Le directeur général de Dassault, Eric Trappier, a déclaré qu’Airbus avait tenté d’exclure le constructeur aéronautique français du programme multinational Eurodrone, selon un rapport de Reuters.
« Pour nous, c’est très clair. Airbus nous a dit de partir », a affirmé Trappier devant une commission du Sénat français, précisant que des discussions sont en cours autour de ce qu’il qualifie d’exclusion de Dassault du projet.
Airbus a décliné tout commentaire à propos des propos de M. Trappier.
Ce différend fait suite à une enquête publiée en juin par Reuters, rapportant que Dassault réclamait une compensation auprès d’Airbus suite à des modifications du programme.

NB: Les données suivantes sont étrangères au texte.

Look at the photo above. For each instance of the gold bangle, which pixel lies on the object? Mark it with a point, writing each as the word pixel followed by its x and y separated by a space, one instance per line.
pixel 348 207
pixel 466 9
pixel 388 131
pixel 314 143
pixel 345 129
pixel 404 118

Le litige proviendrait d’une réduction de la part de travail attribuée à Dassault, après que la France a décidé de revoir à la baisse ses plans d’acquisition du drone à moyenne altitude et longue endurance.
Le programme Eurodrone
Le projet Eurodrone est développé conjointement par la France, l’Allemagne, l’Italie et l’Espagne et constitue la réponse européenne au drone américain MQ-9 Reaper.
Airbus est le maître d’œuvre du programme, tandis que Dassault Aviation et l’italien Leonardo sont des partenaires industriels majeurs.
L’appareil prévu sera équipé de suites de capteurs avancées, pourra transporter une charge utile allant jusqu’à 2,3 tonnes (5 070 livres) et disposera d’une autonomie d’environ 40 heures.
En octobre 2025, Airbus a achevé la revue critique de conception (critical design review) pour l’Eurodrone, une étape clé qui confirme que la conception de l’appareil est suffisamment mature pour passer à la phase de production des prototypes. Cette revue a concerné l’avion, les systèmes de contrôle au sol et les équipements de mission.